Mark Monroe and Paul Crowder direct the program, which opens with archival footage of the Apollo 17 crew walking on the moon Dec. 17, 1972. One astronaut is heard asking: “What are those things going over? It just came flying over the top of our heads.”

Back in the early ’70s, the filmmakers suggest, if even as respected a figure as a NASA astronaut had claimed to have seen a UFO, he would have been ridiculed. Today, a very different atmosphere prevails.

According to the narrative, two seminal events contributed to this change. The first was the CIA’s January 2016 declassification of all its UFO reports — information that investigative journalist John Greenewald then warehoused at his website, The Black Vault.

The second was the publication of a New York Times article in December of the following year. It revealed the existence of the Pentagon’s semi-clandestine Advanced Aerospace Threat Identification Program.

Begun in 2007 under the sponsorship of Sen. Harry Reid, D-Nev., then the Senate majority leader, the AATIP’s mission was to track UFOs and identify any danger they might pose.

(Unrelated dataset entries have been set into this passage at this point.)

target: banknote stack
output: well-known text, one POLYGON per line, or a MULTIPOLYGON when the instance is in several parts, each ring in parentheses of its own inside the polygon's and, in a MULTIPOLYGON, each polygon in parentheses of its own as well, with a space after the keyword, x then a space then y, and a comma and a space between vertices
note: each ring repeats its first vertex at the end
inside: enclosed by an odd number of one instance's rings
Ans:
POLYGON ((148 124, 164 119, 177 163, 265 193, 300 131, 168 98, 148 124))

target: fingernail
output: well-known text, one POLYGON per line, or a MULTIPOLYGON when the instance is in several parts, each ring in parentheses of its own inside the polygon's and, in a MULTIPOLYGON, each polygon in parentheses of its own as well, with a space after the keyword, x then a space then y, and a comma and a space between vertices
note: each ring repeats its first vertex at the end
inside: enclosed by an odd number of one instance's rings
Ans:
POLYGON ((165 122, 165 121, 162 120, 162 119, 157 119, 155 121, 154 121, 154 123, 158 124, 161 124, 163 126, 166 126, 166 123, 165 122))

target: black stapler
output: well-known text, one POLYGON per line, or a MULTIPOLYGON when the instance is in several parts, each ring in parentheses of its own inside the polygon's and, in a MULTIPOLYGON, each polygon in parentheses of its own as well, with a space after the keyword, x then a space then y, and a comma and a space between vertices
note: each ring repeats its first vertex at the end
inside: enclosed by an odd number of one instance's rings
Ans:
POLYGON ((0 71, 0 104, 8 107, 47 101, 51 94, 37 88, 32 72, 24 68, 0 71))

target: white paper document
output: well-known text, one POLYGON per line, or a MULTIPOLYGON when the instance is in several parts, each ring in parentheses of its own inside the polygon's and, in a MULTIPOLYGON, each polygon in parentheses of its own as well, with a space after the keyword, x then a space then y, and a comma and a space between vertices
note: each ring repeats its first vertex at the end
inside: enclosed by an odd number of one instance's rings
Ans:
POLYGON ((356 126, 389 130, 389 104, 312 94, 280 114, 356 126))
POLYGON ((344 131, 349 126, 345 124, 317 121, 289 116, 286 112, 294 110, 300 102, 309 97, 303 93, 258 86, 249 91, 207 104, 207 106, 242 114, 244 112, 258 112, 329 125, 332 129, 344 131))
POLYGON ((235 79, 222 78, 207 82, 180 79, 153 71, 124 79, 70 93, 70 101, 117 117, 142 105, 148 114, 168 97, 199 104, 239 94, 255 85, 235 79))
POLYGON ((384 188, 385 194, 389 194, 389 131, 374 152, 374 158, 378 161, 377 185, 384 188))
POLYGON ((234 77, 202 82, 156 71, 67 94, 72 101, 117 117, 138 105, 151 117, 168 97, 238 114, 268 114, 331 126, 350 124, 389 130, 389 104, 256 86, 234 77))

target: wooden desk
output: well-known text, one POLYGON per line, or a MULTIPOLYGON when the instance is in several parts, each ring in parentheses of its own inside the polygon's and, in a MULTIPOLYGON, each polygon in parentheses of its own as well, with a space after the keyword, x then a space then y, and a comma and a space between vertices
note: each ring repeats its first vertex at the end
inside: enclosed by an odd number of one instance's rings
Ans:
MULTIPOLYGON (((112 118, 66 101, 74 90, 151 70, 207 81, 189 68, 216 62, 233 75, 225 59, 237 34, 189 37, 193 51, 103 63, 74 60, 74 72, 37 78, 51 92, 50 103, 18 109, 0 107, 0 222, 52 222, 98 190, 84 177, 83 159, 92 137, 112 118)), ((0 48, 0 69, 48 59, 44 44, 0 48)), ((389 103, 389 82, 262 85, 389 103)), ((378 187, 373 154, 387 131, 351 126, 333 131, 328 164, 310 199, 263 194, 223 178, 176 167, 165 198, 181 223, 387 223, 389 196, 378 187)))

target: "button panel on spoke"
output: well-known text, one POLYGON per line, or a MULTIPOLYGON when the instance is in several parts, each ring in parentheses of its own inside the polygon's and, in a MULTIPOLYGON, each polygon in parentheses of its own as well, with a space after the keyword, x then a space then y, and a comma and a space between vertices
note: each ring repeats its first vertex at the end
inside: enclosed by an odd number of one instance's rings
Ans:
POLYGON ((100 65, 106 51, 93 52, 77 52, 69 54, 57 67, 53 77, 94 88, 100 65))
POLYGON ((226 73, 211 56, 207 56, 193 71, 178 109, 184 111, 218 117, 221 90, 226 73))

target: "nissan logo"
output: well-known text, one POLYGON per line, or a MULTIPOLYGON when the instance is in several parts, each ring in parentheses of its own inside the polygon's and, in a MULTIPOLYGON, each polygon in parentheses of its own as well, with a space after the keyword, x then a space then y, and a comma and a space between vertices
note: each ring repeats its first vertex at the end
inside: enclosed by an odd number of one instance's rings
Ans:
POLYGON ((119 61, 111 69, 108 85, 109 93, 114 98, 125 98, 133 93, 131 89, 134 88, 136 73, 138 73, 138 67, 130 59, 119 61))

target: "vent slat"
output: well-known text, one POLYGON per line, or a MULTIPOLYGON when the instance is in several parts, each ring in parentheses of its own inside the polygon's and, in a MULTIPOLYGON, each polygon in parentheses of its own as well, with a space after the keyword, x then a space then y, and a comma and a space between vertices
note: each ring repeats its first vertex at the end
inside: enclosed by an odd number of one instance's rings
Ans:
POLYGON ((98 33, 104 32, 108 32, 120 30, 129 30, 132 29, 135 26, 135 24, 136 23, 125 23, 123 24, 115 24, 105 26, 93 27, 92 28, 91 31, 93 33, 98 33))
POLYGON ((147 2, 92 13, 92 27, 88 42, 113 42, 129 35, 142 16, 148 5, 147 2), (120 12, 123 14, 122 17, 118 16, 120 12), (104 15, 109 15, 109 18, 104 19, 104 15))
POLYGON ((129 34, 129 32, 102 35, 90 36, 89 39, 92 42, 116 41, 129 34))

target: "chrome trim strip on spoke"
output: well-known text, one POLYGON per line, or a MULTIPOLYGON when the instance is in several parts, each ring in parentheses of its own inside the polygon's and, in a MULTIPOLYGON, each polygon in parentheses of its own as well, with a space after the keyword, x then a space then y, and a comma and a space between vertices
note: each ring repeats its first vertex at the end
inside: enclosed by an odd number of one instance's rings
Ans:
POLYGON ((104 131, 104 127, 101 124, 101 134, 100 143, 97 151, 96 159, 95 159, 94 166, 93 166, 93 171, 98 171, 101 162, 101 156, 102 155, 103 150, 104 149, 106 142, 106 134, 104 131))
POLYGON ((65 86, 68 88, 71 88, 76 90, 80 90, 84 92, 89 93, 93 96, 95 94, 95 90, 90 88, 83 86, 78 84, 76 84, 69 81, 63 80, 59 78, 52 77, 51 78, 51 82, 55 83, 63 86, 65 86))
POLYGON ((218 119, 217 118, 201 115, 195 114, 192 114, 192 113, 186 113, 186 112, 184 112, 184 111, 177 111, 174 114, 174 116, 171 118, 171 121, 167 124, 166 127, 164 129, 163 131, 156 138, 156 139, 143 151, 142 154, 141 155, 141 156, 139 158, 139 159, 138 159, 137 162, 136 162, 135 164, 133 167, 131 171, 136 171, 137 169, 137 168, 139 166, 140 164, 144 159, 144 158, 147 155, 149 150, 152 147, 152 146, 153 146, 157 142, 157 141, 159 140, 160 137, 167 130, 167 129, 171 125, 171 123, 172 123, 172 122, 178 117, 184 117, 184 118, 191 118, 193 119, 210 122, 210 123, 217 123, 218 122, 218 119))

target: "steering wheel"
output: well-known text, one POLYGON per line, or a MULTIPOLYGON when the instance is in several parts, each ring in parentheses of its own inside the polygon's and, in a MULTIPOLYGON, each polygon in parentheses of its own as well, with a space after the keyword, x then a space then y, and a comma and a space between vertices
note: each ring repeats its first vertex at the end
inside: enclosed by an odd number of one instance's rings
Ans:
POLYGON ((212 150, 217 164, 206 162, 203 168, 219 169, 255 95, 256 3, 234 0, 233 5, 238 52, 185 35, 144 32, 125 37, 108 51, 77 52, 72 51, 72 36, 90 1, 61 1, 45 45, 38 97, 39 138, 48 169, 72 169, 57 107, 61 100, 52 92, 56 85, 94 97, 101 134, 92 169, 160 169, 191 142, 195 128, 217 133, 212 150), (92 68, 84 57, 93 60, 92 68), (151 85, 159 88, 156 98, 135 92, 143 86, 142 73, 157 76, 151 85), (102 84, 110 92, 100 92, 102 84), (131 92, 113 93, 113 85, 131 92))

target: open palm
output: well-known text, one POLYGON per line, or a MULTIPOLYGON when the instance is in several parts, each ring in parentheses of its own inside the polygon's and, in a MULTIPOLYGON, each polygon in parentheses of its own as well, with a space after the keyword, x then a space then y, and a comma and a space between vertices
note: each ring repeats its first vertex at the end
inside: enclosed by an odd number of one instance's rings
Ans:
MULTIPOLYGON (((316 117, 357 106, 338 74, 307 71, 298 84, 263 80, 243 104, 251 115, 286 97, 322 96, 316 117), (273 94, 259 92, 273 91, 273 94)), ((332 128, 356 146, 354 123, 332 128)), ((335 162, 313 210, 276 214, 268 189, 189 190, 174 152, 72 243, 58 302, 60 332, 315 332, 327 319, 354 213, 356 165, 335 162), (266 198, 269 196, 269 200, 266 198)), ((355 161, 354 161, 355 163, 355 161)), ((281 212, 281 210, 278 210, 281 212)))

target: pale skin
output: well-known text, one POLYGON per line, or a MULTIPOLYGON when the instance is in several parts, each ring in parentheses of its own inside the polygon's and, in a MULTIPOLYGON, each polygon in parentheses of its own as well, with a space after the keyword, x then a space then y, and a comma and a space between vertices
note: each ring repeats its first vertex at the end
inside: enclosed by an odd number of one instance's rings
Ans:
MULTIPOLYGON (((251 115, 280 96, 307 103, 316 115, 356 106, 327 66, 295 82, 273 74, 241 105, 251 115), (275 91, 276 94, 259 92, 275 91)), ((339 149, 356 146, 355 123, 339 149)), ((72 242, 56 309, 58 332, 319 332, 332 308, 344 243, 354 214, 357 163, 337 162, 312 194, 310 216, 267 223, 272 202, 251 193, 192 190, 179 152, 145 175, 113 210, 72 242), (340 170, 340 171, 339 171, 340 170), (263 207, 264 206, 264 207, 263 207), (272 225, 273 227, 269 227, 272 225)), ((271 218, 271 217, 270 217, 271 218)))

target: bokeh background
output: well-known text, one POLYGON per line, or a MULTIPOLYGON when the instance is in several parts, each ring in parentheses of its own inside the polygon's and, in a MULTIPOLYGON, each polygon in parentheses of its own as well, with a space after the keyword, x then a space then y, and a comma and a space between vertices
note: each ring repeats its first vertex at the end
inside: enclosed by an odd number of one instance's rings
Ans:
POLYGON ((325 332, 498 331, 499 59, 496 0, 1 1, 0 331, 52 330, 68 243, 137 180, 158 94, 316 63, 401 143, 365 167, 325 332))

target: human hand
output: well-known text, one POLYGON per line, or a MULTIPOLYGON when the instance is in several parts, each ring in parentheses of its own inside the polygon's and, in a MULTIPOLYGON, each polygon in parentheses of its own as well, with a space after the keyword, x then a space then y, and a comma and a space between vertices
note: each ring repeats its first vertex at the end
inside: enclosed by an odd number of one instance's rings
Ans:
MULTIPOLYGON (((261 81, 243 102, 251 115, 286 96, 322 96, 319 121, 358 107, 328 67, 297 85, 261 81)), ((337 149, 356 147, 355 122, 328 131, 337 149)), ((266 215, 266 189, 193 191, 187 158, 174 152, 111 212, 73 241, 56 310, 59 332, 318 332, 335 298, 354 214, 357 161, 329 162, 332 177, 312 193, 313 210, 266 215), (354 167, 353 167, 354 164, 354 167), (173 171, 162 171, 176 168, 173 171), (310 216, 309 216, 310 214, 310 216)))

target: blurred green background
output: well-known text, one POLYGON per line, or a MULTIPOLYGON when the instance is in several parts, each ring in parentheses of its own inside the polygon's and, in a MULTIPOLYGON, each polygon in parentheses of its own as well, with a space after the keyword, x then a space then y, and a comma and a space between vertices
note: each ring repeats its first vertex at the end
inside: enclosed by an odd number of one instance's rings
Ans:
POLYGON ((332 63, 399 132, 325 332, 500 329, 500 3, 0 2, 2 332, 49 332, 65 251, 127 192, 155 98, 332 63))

In the wake of the Times expose, the AATIP’s enigmatic director, Luis Elizondo, resigned, citing a lack of adequate resources for the program.

Appearing on CNN soon after, Elizondo observed that, in his opinion, there is “compelling evidence we may not be alone.”

Using extensive testimony and commentary from eyewitnesses and journalists, as well as reenactments, the filmmakers highlight some of the more notorious incidents that seem to point to the reality of UFOs.

These include the so-called the Phoenix Lights episode. On the night of March 13, 1997, many Arizonans reported seeing an object in the sky with “five lights in a triangular pattern,” as an anonymous caller from Luke Air Force Base described it the next day.

He also said two F-15 fighter planes had been launched. After that, he continued, “All hell broke loose, and the base was locked down.”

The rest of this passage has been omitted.